Mobile phone manufacturers are busy redefining the system assistant, Internet platforms are busy redefining the open boundaries, chip manufacturers need to continue to provide more powerful computing power and energy efficiency for edge - side agents, and developers also need to consider how their apps can be called, understood, and distributed by AI.

So, will the second - generation Doubao AI phone develop like this? We still can't be sure.

However, a truly mature AI phone should be more restrained in the interaction between humans and agents and between agents and devices: In most scenarios, it should allow users to operate less, but in key scenarios, users must clearly see what the AI is doing. It can help users fill out forms, compare prices, organize itineraries, edit photos, summarize documents, and initiate communication. However, when it comes to sensitive operations such as payment, sending messages, account login, and finance, there should be clear confirmation and traceable records.

On the other hand, as stated in a previous article by Lei Technology, an AI phone cannot regard the GUI Agent as the only answer, nor should it completely abandon the general - purpose advantages of the GUI Agent. After all, when facing many long - tail apps, developers cannot afford to adapt to Agent interaction immediately due to energy and cost considerations.
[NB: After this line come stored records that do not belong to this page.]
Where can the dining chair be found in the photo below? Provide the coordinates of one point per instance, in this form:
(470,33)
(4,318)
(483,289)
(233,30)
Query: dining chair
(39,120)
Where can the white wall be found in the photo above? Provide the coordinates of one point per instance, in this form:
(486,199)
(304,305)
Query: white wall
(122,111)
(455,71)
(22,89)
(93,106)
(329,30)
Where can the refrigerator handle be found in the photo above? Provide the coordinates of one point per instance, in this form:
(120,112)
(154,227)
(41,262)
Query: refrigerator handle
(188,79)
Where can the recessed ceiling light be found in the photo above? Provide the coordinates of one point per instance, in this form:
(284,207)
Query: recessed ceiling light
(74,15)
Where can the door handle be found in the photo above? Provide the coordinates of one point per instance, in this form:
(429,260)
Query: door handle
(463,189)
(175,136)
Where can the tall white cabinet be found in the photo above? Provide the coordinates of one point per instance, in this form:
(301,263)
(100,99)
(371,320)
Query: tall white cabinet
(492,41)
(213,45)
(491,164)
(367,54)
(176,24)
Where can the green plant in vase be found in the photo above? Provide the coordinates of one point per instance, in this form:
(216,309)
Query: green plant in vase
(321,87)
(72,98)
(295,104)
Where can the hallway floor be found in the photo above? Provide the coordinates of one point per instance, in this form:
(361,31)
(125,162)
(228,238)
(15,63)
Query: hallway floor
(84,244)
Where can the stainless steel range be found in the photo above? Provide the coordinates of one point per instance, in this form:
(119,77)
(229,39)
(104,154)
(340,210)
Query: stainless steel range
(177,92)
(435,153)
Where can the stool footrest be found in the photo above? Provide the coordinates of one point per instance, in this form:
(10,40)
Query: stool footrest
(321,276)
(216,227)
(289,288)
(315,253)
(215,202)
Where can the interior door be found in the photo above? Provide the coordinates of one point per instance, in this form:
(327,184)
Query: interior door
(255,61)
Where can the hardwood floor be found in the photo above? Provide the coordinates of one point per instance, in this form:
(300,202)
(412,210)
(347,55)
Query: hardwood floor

At the same time, an AI phone cannot only rely on the cloud model. The improvement of edge - side AI capabilities is also imperative. A series of capabilities of edge - side AI, such as low latency, less interference, the ability to remember preferences, and the ability to understand context, can ensure the daily experience.

If the second - generation Doubao AI phone can achieve all these, its significance will not only belong to Doubao and Nubia.

This article is from "Lei Technology" and is published by 36Kr with authorization.